The son, Benjamin, was
baptized into the Church of England at the age of thirteen,
educated among his father's books and in private schools, and at
seventeen articled to a firm of London solicitors. Instead of
practicing law the young clerk practiced authorship so cleverly
as to make a sensation in his twenty-first year with a novel
"Vivian Grey" (1826), the first of eleven ("Young Duke," 1831;
"Contarini Fleming," 1832; "Alroy," 1833; "Henrietta Temple,"

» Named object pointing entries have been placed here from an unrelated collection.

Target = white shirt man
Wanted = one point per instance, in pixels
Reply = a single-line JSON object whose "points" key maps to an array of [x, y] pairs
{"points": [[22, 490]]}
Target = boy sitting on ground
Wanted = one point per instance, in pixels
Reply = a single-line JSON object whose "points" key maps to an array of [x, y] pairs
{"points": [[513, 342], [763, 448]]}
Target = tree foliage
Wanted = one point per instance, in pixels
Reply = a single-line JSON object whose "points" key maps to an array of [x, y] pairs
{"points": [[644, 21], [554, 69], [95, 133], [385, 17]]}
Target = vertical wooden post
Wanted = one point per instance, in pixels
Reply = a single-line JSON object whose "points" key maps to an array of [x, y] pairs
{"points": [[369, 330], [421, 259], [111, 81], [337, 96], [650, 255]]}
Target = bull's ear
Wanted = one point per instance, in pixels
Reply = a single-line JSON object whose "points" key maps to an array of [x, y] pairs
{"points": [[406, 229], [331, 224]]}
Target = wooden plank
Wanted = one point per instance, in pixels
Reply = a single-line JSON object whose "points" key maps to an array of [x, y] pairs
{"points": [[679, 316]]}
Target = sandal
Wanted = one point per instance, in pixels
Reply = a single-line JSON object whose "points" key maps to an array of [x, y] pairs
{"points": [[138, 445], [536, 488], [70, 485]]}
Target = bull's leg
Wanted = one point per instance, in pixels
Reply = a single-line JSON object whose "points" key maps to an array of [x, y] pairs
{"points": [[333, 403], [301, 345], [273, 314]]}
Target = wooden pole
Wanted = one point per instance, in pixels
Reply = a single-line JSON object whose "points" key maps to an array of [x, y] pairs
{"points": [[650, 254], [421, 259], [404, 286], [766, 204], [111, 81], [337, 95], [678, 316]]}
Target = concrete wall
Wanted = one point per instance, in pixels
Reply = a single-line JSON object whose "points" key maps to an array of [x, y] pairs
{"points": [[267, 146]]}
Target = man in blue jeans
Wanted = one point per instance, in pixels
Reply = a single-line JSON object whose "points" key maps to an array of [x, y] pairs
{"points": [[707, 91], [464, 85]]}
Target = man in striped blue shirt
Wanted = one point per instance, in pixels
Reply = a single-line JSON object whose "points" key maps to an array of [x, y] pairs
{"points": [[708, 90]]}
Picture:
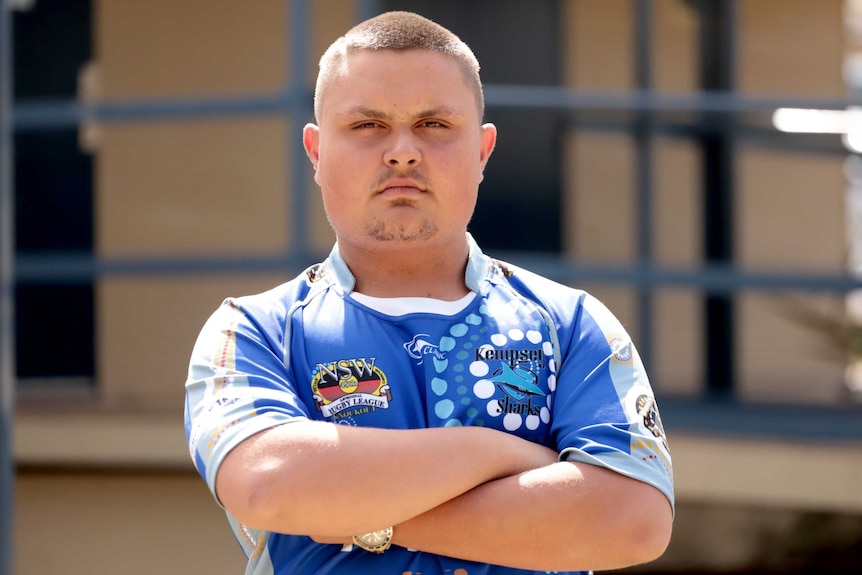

1836; "Venetia," 1837; "Coningsby," 1844; "Sybil," 1845;
"Tancred," 1847; "Lothair," 1870; "Endymion," 1880), besides
several long poems, burlesques, and political pamphlets, and "The
Life of Lord George Bentinck." "Vivian Grey" was very smartly
done, and fashionable London was captivated by its clever satire
and witty dialogue. On the profits of his earlier books he
traveled extensively in Europe and the Levant, where his Oriental
imagination was strongly stimulated. Before he was thirty he had
won his way into the most exclusive circles of London society,
the vogue of his novels and the brilliancy of his conversational
powers commending him to the "smart set" of the metropolis. His
determination "to be somebody" in spite of the disadvantages of
blood, birth, and lack of money led him to ridiculous
affectations--yet, however ridiculed at the time, they served his
turn, and brought him the notice that he craved.